Liabilitas jangka panjang Sritex pun sangat besar, mencapai 1,47 miliar dolar AS atau sekitar Rp23,02 triliun, sementara liabilitas jangka pendeknya tercatat sebesar 131,42 juta dolar AS atau sekitar Rp2,05 triliun. Dari laporan keuangan tersebut pun tampak sebagian besar kewajiban Sritex adalah utang yang harus dilunasi dalam jangka waktu yang lebih lama.
Masih dalam laporan keuangannya, utang bank menjadi penyebab utama tingginya liabilitas jangka panjang Sritex. Total utang mencapai 809,99 juta dolar AS atau setara dengan sekitar Rp12,66 triliun.
Tercatat, ada 28 bank yang memiliki tagihan kredit jangka panjang terhadap Sritex, PT Bank Central Asia Tbk (BCA) menjadi kreditor terbesar. Utang jangka panjang Sritex kepada BCA mencapai 71,30 juta dolar AS yang setara dengan Rp1,11 triliun. Hal ini menunjukkan sebagian besar beban utang Sritex berasal dari pinjaman yang diambil dari berbagai bank.
Berikut rincian utang Sritex kepada 28 bank:
1. PT Bank Central Asia Tbk (BCA) sebesar 71,31 juta dolar AS atau setara Rp1,11 triliun.
2. State Bank of India, Singapore Branch sebesar 43,88 juta dolar AS atau setara Rp685,62 miliar.
3. PT Bank QNB Indonesia Tbk sebesar 36,94 juta dolar AS atau setara Rp577,75 miliar.
4. Citibank N.A., Indonesia sebesar 35,83 juta dolar AS atau setara Rp558,66 miliar.
5. PT Bank Mizuho Indonesia sebesar 33,71 juta dolar AS atau setara Rp525,56 miliar.
6. PT Bank Pembangunan Daerah Jawa Barat dan Banten Tbk sebesar 33,27 juta dolar AS atau setara Rp519,07 miliar.

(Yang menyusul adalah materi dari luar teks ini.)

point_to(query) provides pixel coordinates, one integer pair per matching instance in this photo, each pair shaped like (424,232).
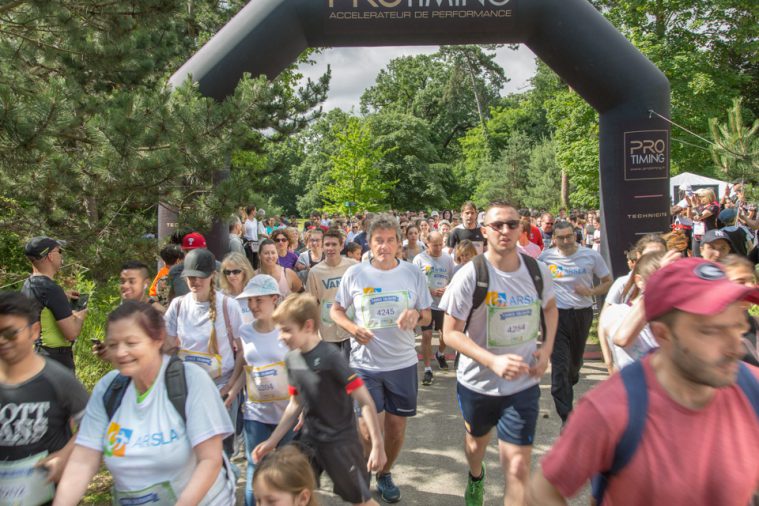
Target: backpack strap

7. PT Bank Muamalat Indonesia sebesar 25,45 juta dolar AS atau setara Rp397,67 miliar.
8. PT Bank CIMB Niaga Tbk sebesar 25,34 juta dolar AS atau setara Rp395,60 miliar.
9. PT Bank Maybank Indonesia Tbk sebesar 25,16 juta dolar AS atau setara Rp392,50 miliar.

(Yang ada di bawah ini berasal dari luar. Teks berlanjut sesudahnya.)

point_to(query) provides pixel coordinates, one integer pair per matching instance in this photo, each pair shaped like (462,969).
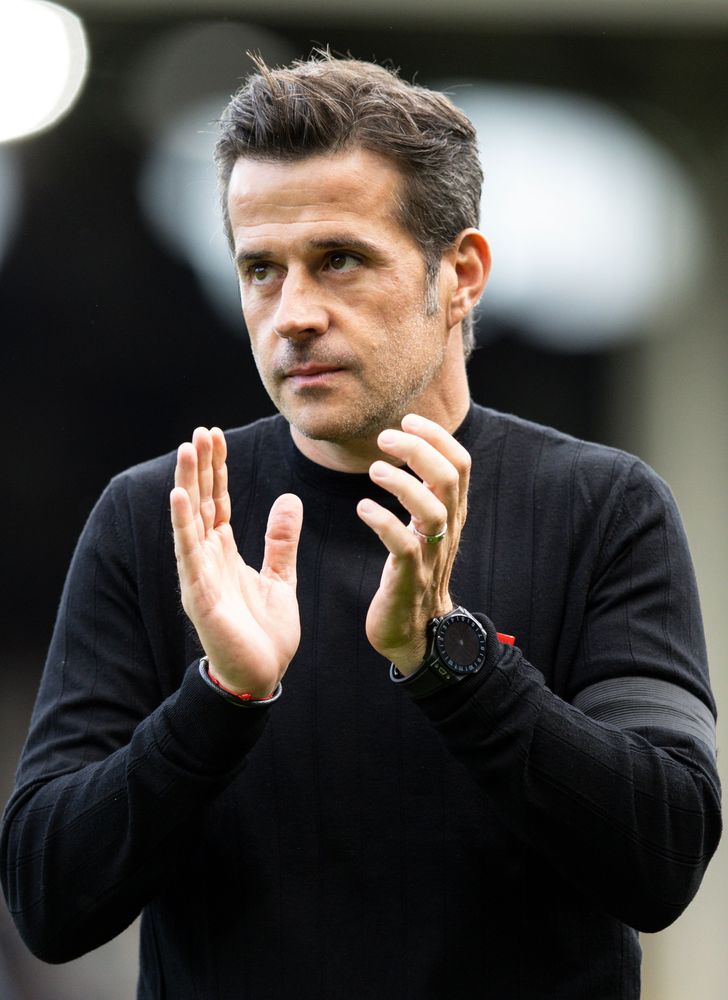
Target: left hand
(415,584)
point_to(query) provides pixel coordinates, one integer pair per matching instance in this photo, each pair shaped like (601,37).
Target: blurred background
(604,133)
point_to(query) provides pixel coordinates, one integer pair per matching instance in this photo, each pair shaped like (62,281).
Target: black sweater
(498,840)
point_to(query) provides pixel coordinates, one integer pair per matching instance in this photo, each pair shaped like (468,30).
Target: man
(420,807)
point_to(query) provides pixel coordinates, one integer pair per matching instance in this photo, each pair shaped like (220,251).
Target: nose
(301,311)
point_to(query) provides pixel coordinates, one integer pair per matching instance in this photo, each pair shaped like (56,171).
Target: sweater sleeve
(613,785)
(114,775)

10. PT Bank Pembangunan Daerah Jawa Tengah sebesar 24,80 juta dolar AS atau setara Rp387,50 miliar.
11. PT Bank Negara Indonesia (Persero) Tbk sebesar 23,81 juta dolar AS atau setara Rp371,56 miliar.
12. Bank of China (Hong Kong) Limited sebesar 21,78 juta dolar AS atau setara Rp340,15 miliar.

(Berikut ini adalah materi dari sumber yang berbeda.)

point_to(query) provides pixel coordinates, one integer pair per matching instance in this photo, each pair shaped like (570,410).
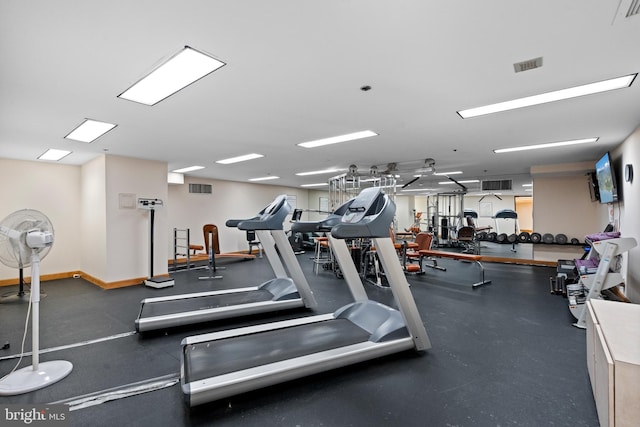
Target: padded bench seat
(431,255)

13. PT Bank KEB Hana Indonesia sebesar 21,53 juta dolar AS atau setara Rp336,35 miliar.
14. Taipei Fubon Commercial Bank Co., Ltd. sebesar 20 juta dolar AS atau setara Rp312,50 miliar.
15. Woori Bank Singapore Branch sebesar 19,87 juta dolar AS atau setara Rp309,66 miliar.
16. Standard Chartered Bank sebesar 19,57 juta dolar AS atau setara Rp305,59 miliar.
17. PT Bank DBS Indonesia sebesar 18,24 juta dolar AS atau setara Rp284,55 miliar.
18. PT Bank Permata Tbk sebesar 16,71 juta dolar AS atau setara Rp260,77 miliar.
19. PT Bank China Construction Indonesia Tbk sebesar 14,91 juta dolar AS atau setara Rp232,54 miliar.
20. PT Bank DKI sebesar 9,13 juta dolar AS atau setara Rp142,71 miliar.
21. Bank Emirates NBD sebesar 9,61 juta dolar AS atau setara Rp150,30 miliar.
22. ICICI Bank Ltd., Singapore Branch sebesar 6,96 juta dolar AS atau setara Rp108,75 miliar.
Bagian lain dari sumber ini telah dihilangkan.